自然科学研究機構 基礎生物学研究所
基礎生物学研究所 幹細胞生物学研究室の倉島公憲特任助教と坪内知美准教授およびスウェーデン・ウメオ大学のAndrei Chabes教授、Erik Johansson教授 の研究グループは、ヌクレオシドの補給が細胞のDNA複製進行を助けるメカニズムについて、従来考えられていたようなdNTP量の増加によるものはなく、本来DNAに取り込まれるべきではないdUTPによるDNA複製阻害効果を抑制することによるものであることを報告しました。本成果は2025年10月14日にNucleic Acids Research誌にオンライン掲載されました。
【研究の背景】
遺伝情報を担うDNAはdATP, dGTP, dCTP, dTTPという4種類のdNTP(デオキシヌクレオシド三リン酸:A,T,C,Gの4種類の各塩基に糖であるデオキシリボースがついたヌクレオシドに3つのリン酸基が結合した分子)からできています。そのためdNTPが不足することはDNAの材料不足を意味しDNAが倍加するDNA複製期において複製停止を引き起こします。これを防ぐ手段の一つとしてdNTPの前駆体であるヌクレオシドの添加により、複製停止が緩和されることが報告されています。これは長らく「ヌクレオシドが細胞内のdNTP量を増加するため」と考えられてきましたが、その詳細なメカニズムは明らかではありませんでした。
【研究の成果】
研究グループはまずヌクレオシド補給により細胞内のdNTP量が実際に変化するのかどうかを明らかにするため、ヌクレオシド添加前後で各dNTPの量を測定しました。その結果、dNTP全体が均等に増加するわけではなく、一部のdNTPに限り増加していることがわかりました。これまでの研究では4-5種類のヌクレオシド(A,T,C,GおよびU)を細胞に補給する方法が一般的でしたが、今回の実験ではチミジン(T)のみを補給した場合、すべてのヌクレオシドを加えた場合と同様に変化が起きていました。同時にDNA複製速度を解析した結果、チミジンが補給された場合のみ複製速度が有意に上昇することが明らかとなりました。
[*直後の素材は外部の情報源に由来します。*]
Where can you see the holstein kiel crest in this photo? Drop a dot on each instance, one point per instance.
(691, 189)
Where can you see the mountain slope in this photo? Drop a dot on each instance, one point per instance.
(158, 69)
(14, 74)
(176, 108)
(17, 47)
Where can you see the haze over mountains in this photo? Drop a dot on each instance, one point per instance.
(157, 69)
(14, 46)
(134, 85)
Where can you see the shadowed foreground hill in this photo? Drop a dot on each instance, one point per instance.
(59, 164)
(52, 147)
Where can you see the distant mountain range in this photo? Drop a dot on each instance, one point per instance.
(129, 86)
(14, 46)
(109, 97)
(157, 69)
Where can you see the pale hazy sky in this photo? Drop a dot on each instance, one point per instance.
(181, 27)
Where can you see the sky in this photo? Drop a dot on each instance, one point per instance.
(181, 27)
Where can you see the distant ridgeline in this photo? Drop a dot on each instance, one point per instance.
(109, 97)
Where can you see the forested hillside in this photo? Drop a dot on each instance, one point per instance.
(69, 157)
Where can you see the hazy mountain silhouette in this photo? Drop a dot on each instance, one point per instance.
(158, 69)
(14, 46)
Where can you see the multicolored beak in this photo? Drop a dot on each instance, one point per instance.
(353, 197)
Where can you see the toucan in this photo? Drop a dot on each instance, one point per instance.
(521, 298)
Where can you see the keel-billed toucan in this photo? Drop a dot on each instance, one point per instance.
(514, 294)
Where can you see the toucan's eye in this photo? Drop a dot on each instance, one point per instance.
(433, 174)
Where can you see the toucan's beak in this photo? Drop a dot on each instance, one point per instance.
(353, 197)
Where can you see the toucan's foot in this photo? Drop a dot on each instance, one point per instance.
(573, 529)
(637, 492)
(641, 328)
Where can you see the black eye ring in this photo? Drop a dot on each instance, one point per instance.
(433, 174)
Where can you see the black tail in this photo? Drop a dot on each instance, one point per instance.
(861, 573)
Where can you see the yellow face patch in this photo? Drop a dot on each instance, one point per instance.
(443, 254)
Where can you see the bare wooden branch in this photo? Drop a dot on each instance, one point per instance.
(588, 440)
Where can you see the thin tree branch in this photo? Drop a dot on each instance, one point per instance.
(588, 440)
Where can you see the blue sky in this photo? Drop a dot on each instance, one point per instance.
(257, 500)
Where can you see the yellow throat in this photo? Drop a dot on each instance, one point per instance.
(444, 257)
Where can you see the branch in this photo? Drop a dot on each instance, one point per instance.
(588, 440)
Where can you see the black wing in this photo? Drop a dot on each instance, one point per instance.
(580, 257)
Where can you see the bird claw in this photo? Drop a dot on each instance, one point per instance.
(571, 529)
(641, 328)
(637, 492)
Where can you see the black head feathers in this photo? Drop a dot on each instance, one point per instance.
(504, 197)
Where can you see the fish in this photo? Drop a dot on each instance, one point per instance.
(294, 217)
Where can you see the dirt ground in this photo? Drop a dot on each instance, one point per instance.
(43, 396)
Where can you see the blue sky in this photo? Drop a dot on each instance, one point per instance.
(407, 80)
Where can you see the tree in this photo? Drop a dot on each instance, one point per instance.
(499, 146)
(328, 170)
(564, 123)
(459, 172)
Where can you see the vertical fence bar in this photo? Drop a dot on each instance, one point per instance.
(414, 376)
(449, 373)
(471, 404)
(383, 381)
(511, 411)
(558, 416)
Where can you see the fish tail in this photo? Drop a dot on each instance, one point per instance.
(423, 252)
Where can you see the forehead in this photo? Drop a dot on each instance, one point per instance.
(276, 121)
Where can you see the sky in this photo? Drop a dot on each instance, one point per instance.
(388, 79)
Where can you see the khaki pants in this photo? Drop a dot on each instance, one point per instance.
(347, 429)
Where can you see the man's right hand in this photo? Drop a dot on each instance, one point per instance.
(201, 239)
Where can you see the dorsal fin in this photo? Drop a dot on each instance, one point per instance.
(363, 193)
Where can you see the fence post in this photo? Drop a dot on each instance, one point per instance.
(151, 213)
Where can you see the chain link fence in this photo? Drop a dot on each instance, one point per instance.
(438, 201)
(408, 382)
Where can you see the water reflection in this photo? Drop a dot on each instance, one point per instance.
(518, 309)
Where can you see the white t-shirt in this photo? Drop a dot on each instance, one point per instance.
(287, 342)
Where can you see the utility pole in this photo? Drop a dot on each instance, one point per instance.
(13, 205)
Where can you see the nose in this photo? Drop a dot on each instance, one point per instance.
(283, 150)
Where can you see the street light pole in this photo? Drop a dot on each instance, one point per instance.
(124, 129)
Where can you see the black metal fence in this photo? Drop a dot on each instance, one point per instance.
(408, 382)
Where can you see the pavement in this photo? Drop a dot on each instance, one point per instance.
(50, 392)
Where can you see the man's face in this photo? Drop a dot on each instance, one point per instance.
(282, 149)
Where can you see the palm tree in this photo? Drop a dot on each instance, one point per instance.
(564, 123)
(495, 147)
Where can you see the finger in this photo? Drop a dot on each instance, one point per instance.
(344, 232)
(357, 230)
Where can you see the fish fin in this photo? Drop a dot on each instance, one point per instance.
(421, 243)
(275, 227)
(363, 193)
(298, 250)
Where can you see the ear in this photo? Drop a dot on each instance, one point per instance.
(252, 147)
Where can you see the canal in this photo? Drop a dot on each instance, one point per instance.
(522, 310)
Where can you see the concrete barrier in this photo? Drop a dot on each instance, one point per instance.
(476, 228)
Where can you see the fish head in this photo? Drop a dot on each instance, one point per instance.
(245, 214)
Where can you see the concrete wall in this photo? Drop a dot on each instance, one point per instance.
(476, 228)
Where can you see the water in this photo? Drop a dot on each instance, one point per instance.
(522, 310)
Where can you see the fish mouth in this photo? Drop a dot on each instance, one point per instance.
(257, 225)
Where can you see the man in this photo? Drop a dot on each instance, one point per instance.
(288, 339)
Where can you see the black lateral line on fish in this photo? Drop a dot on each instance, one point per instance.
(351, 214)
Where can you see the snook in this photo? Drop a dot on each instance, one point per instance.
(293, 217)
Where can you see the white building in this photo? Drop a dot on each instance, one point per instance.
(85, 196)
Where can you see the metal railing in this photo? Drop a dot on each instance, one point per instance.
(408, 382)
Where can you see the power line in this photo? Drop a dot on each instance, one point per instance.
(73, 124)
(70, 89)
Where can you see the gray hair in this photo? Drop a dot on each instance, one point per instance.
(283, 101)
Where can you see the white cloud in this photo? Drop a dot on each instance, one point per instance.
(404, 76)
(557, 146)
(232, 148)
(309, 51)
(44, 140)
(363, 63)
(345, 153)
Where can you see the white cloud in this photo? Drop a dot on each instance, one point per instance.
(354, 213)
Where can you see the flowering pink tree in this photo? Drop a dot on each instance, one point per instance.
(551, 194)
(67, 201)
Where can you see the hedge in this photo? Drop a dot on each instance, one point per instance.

研究グループはなぜチミジンのみがDNA複製を助けるのかさらに解析を続けた結果、本来DNAに含まれないdUTPがDNA複製を阻害する可能性を見出しました。実際に細胞内dUTPを増加させる薬剤を細胞に処理するとDNA複製が阻害され、それはチミジンの補給により改善されました。さらに試験管内でのDNA複製再構成実験を行った結果dUTPがDNAポリメラーゼの進行を直接的に阻害することが確認されました。

図1. ヌクレオシド補給時の細胞内dNTP量の変化
各細胞に次の条件でヌクレオシド補給を行った。①無処理 ②AUCGT ③AUCG ④T
いずれの細胞株においてもヌクレオシド全てを加えた②の条件ではdTTP量が顕著に上昇しておりdGTP量も細胞によっては上昇していた。T以外のヌクレオシドを加えた③の条件では何も補給していない①とほぼ変化はみられず、Tのみを補給した④は②と同様のdNTP量を示した。

図2. DNA複製フォークの進行速度
(左)HCT116細胞に図1と同様の条件でヌクレオシド補給を行った。①無処理 ②AUCGT ③AUCG ④T
図1においてdTTP量が増加していた②と④の条件において複製フォークの進行速度の上昇がみられた。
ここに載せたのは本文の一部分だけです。